La directive va imposer notamment que la réparation soit  « gratuite ou à un prix raisonnable » et effectuée dans « un délai raisonnable ». Ces termes sont flous et seront malheureusement clarifiés pays par pays par la jurisprudence, ce qui créera probablement un morcellement du marché européen en introduisant des règles différentes.

Essayons néanmoins de cadrer nos réflexions, sinon nous ne pourrons jamais nous projeter dans un marché Européen de la réparation. Puisque la directive définit un « droit » à la réparation, elle vise à l’universalité de l’accès à la réparation.

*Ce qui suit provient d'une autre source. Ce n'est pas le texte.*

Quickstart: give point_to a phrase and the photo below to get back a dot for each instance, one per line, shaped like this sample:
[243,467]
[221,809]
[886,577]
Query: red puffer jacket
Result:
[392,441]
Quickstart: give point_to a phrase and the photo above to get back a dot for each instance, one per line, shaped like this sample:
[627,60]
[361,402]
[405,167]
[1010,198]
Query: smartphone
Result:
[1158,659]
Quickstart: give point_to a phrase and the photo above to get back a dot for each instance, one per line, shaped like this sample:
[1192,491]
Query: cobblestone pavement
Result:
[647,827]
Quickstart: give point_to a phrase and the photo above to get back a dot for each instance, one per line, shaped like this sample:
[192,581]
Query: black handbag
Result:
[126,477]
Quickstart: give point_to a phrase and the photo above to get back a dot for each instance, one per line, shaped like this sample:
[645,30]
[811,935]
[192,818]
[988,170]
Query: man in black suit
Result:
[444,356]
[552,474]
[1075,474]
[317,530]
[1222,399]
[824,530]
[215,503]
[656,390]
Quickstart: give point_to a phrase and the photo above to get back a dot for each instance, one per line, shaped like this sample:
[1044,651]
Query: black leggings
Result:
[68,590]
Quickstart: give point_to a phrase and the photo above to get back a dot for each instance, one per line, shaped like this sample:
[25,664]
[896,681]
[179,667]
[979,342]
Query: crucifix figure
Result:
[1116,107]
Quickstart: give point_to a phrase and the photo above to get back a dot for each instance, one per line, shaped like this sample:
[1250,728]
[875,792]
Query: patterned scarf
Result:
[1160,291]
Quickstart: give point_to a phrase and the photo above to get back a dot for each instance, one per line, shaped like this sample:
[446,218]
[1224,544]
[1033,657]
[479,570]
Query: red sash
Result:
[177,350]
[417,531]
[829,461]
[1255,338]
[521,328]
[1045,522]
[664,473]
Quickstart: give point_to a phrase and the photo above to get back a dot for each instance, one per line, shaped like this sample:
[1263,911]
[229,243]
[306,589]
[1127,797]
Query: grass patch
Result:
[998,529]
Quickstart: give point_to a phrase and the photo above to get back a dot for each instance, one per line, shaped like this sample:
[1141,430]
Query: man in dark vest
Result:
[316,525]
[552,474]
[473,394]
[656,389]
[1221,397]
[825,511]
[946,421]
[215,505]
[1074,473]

Je propose donc d’évaluer si une offre est raisonnable en fonction de son adoption par les consommateurs.

Or une étude de 2022 d’Agoraplus montre que le prix et le délai joue en effet un rôle dans la décision de réparer des consommateurs, mais montre aussi l’importance d’autres facteurs. En négligeant ces aspects de la réparation, les législateurs européens rendent la notion de raisonnable encore moins lisible.

L’exemple de l’âge de l’appareil

L’étude d’Agoraplus montre qu’un facteur jouant aussi sur la décision de réparer est l’âge de l’appareil. Plus l’appareil est âgé, moins les consommateurs seront prêts à le réparer, au lieu de le remplacer pour un appareil neuf.

Pour illustrer ce point, le tableau ci-dessous présente les données relatives aux lave-linges :

Lave linge à 350€

Tout âge d’appareil Moins de 4 ans + de 10 ans
Prix pour accepter la réparation 25% du temps 119€ 134€

114€

Pour avoir le même taux d’adoption d’une offre pour un appareil de 10 ans, il faut réduire le prix de 15%.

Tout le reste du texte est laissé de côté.